Una vez dentro del puerto dispararon su primera andanada contra la muralla marítima. Una piedra voló justo por encima de la muralla y de la casa de Abraham, yendo a impactar en el tejado de una casa vecina que quedó arrasada, de modo que las dos máquinas que había en el terrado quedaron ocultas por una nube de barro y argamasa pulverizados que se levantó del edificio derruido. Hombres que habían sobrevivido a grandes terremotos dijeron cuánto se parecía aquello.
Pero antes de que pudieran recargar, la ciudad desató su primera sorpresa. En los terrados de las casas más altas, y no en las torres inacabadas de la muralla marítima, se habían instalado máquinas arrebatadas a las naves o adquiridas antes de que terminara la temporada de navegación. Cuando Helios levantó una bandera roja, todas dispararon a la vez.
Casi todos los proyectiles que utilizaban los defensores eran de madera con la punta de hierro, ni mucho menos lo bastante pesados para penetrar los gruesos cascos de las naves más pesadas, si bien pudieran resultar letales contra un trirreme.
Pero Sátiro y sus hombres no eran los únicos innovadores de Rodas, como tampoco Demetrio el Rubio era el único que tuviera ingenieros. Sus máquinas las transportaban naves. Eso imponía limitaciones.
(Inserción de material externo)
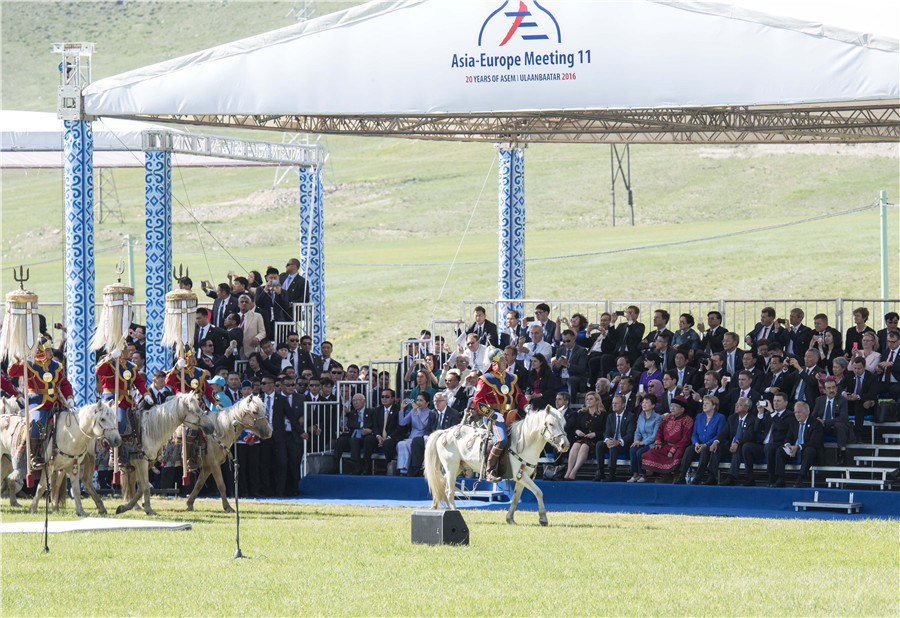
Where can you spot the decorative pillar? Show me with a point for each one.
(158, 253)
(312, 258)
(78, 179)
(511, 226)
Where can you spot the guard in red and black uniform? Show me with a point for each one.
(49, 391)
(129, 381)
(196, 380)
(498, 399)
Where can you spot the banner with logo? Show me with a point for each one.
(459, 56)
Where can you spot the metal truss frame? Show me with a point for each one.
(301, 155)
(875, 121)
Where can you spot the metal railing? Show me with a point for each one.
(739, 315)
(391, 379)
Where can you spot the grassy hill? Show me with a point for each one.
(400, 207)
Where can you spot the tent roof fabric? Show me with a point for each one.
(30, 140)
(528, 70)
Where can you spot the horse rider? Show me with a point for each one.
(49, 391)
(498, 399)
(128, 378)
(196, 380)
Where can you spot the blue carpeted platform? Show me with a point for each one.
(610, 497)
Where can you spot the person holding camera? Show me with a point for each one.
(774, 423)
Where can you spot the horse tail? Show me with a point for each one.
(433, 475)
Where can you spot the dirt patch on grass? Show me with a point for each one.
(751, 151)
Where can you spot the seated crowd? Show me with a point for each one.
(650, 400)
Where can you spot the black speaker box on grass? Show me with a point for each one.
(441, 527)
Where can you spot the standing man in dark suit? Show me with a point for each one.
(444, 417)
(515, 367)
(860, 389)
(224, 305)
(362, 439)
(287, 425)
(514, 333)
(484, 329)
(804, 438)
(888, 370)
(542, 316)
(806, 381)
(778, 379)
(601, 343)
(570, 364)
(891, 320)
(629, 334)
(767, 328)
(456, 395)
(388, 428)
(271, 303)
(831, 410)
(660, 320)
(294, 287)
(798, 334)
(712, 338)
(742, 387)
(617, 438)
(733, 354)
(205, 330)
(773, 423)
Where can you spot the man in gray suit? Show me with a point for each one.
(570, 363)
(832, 411)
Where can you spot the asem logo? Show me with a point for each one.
(529, 25)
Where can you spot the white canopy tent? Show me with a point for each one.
(517, 71)
(30, 140)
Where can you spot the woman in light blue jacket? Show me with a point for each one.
(644, 434)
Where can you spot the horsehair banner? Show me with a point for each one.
(115, 317)
(20, 333)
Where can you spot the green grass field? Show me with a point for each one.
(329, 560)
(400, 207)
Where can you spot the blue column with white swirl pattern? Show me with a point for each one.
(158, 253)
(78, 182)
(511, 226)
(312, 258)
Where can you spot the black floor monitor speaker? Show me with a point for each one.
(439, 528)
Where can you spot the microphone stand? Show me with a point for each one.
(237, 506)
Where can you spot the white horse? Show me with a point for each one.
(75, 432)
(249, 413)
(449, 448)
(157, 426)
(12, 462)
Las máquinas de los defensores estaban situadas a más altura. Y cada una ocupaba el terrado de un edificio de piedra con sus cocinas y gigantescos hogares. Habían puesto las puntas de sus proyectiles al rojo vivo.
Algunos fallaron. Se desperdiciaron al hundirse siseando en las aguas azules del puerto.
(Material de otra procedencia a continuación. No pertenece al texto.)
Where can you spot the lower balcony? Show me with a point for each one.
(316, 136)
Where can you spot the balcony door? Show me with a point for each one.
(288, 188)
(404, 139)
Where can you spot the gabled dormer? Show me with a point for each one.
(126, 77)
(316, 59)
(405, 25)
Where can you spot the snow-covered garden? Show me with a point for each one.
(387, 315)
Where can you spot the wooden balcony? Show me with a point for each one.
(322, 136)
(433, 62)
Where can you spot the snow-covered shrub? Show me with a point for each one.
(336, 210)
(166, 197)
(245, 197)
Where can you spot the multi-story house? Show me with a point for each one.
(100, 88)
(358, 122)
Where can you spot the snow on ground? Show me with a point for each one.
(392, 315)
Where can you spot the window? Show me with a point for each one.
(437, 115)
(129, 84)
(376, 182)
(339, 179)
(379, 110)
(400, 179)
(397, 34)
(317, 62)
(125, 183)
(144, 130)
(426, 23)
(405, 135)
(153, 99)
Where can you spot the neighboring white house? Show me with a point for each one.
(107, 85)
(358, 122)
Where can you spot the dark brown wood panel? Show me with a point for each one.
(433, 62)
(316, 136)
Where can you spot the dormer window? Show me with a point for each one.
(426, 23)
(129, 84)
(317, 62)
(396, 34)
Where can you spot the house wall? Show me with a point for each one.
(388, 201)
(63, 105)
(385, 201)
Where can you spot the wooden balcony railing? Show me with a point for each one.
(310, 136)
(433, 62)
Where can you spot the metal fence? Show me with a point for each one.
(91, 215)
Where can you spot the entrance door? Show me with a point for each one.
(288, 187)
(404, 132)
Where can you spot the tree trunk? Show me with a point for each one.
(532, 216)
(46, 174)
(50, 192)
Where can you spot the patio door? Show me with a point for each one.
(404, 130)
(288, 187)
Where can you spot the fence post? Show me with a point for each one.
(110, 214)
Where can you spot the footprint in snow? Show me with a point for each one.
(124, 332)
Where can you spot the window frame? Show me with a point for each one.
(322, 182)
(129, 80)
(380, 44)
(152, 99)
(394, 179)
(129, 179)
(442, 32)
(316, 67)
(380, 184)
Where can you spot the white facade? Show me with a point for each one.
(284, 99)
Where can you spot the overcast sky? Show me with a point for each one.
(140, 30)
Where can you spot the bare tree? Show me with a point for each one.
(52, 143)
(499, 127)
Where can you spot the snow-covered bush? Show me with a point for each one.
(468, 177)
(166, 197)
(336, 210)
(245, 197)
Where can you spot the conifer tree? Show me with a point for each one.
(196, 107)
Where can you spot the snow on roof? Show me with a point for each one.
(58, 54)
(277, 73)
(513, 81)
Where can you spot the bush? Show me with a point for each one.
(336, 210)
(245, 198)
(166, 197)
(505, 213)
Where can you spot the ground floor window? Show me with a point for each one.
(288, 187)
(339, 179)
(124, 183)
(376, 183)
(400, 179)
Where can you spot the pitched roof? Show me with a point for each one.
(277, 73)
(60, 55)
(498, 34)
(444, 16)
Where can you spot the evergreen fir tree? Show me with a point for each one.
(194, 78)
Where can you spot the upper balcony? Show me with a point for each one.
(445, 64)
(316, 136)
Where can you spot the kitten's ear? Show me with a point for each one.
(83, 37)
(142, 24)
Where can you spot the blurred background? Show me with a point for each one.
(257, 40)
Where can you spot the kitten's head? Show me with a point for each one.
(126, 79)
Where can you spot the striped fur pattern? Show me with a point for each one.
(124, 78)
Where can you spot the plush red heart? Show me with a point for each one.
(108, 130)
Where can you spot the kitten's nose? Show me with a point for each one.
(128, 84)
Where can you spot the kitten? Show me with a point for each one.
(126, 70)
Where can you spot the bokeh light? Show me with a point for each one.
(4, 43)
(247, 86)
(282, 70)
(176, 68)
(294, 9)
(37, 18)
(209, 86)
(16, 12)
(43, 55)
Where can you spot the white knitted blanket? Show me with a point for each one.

Otros golpearon contra metal y se desviaron chirriando. Unos pocos alcanzaron carne desdichada, liquidando a un hombre y a cuantos lo rodeaban con un macabro impacto de metal pesado y madera.
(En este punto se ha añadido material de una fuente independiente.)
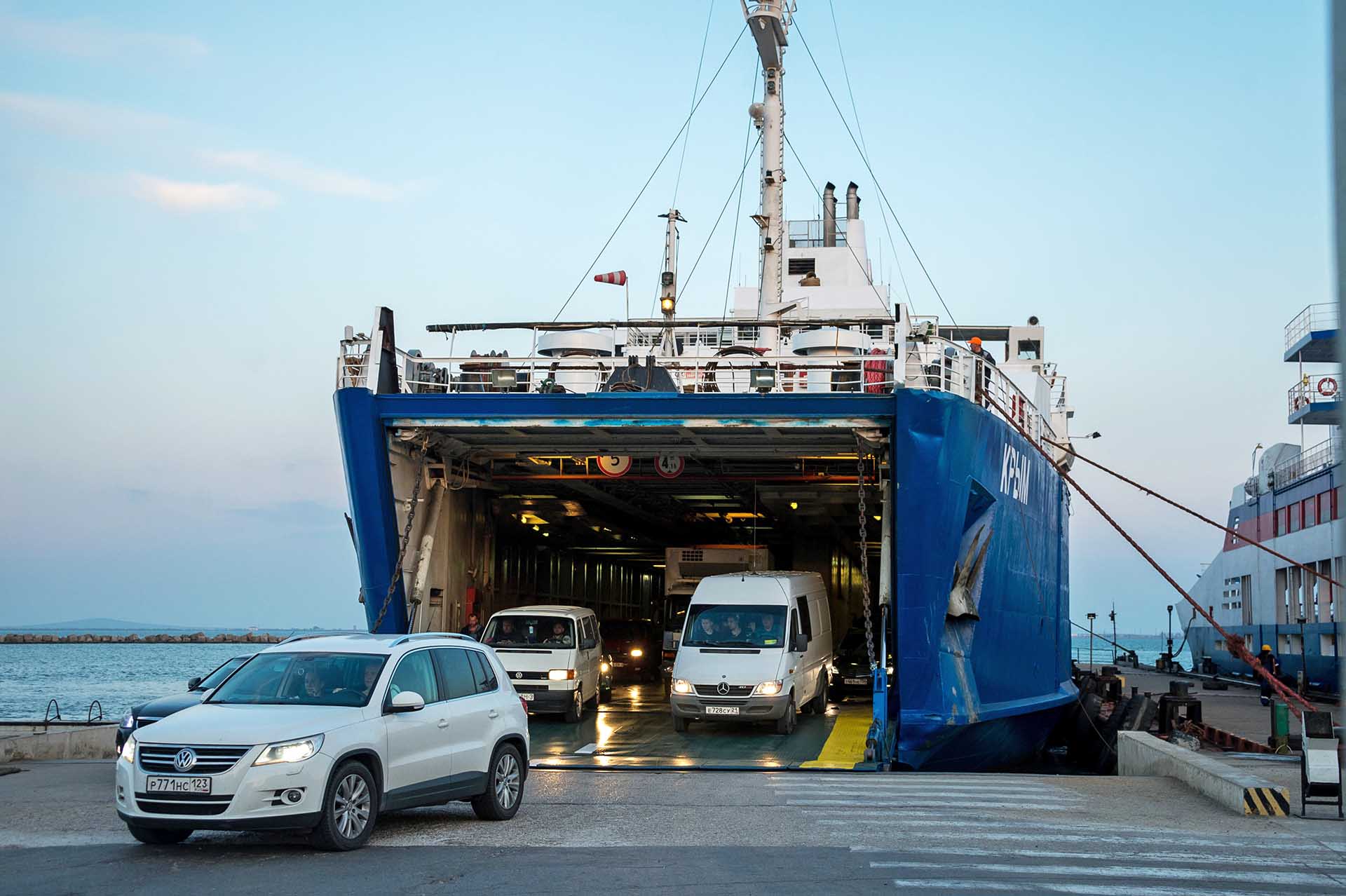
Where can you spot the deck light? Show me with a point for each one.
(762, 379)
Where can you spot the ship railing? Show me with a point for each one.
(1312, 319)
(1325, 455)
(932, 362)
(1314, 389)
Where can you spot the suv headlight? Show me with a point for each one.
(291, 751)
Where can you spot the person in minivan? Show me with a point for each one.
(768, 634)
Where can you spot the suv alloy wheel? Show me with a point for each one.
(349, 809)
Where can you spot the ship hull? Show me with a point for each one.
(979, 685)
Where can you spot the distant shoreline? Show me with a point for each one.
(194, 638)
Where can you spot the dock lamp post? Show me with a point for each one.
(1092, 616)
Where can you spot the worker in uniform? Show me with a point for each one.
(981, 358)
(1267, 661)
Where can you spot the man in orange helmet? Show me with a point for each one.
(983, 358)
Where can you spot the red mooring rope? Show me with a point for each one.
(1235, 645)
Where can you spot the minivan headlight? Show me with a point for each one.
(291, 751)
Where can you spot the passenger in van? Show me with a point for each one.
(560, 635)
(768, 635)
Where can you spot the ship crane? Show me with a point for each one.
(769, 22)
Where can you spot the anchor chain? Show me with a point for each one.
(407, 537)
(864, 559)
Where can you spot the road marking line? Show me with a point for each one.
(1117, 871)
(1054, 833)
(1085, 890)
(1151, 857)
(927, 803)
(845, 743)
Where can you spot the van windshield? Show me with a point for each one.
(735, 626)
(529, 631)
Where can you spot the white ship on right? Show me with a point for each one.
(1294, 505)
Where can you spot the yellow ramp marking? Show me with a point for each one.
(845, 745)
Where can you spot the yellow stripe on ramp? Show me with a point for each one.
(845, 745)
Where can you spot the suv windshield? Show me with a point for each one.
(303, 680)
(735, 626)
(219, 674)
(529, 631)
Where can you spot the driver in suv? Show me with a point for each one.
(325, 732)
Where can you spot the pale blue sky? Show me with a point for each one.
(198, 198)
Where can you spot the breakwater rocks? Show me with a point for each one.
(196, 638)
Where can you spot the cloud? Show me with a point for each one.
(308, 177)
(85, 118)
(181, 196)
(89, 39)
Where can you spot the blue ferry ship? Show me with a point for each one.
(1294, 506)
(556, 462)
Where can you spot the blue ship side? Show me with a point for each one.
(986, 692)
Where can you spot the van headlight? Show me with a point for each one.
(291, 751)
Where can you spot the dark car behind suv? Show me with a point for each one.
(155, 710)
(636, 645)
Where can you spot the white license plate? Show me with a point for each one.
(178, 785)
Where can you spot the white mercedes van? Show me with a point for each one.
(756, 647)
(552, 656)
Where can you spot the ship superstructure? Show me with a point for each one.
(817, 419)
(1293, 505)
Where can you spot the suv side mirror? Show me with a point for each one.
(408, 701)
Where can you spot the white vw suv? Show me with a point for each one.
(323, 732)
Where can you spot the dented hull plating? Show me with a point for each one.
(981, 583)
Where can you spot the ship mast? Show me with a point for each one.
(769, 22)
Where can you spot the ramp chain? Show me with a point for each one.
(407, 537)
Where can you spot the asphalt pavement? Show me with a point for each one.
(582, 831)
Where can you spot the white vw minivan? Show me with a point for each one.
(552, 657)
(756, 647)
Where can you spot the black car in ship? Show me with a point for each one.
(155, 710)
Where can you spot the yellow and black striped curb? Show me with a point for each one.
(1265, 801)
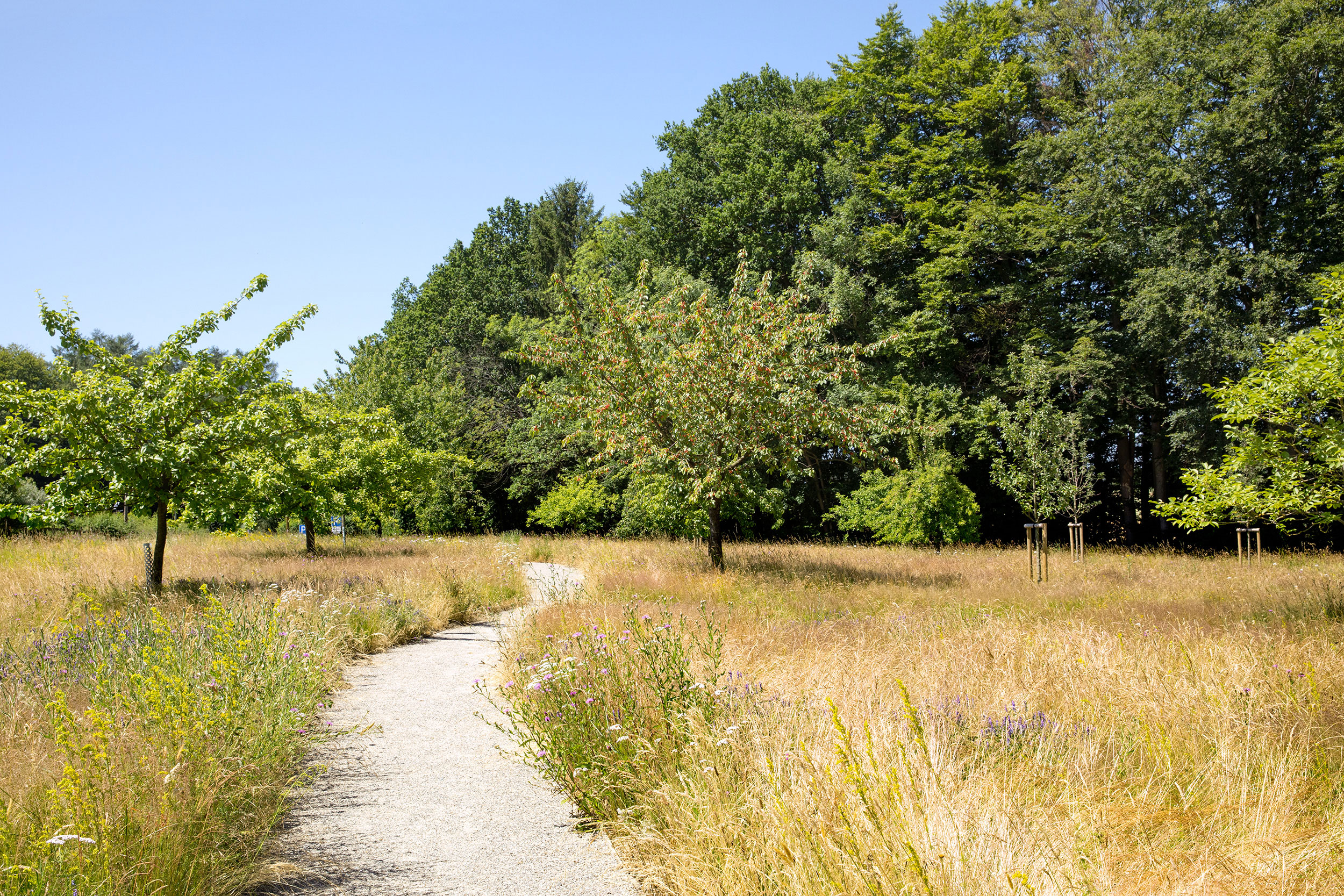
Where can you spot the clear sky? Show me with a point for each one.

Y los mejor lanzados alcanzaron las naves.
Los resultados no fueron aparentes de inmediato. El metal al rojo vivo no enciende la madera enseguida, ni siquiera la madera cuidadosamente secada exponiéndola al sol mediterráneo y cubierta de brea.
Pero más o menos cuando la más rápida de las grandes máquinas a bordo de nueve cascos dobles estaba casi a punto de disparar, el fuego prendió en algunas naves, como si Apolo les hubiese enviado una lluvia de llamas. El resultado fue tan repentino y tan espectacular que sorprendió a defensores y a atacantes por igual.
El Rey Rubio no era idiota y no tenía la intención de arriesgarse a perder.
Se batió en retirada. En cuestión de minutos el puerto quedó despejado salvo por los naufragios incendiados, ahora auténticos infiernos, de quince naves del Rey Rubio. Los remeros atrapados en las bodegas gritaban despavoridos y el olor a cerdo asado acompañó a los ciudadanos de Rodas durante un día entero. Ardieron hasta la línea de flotación y después se hundieron.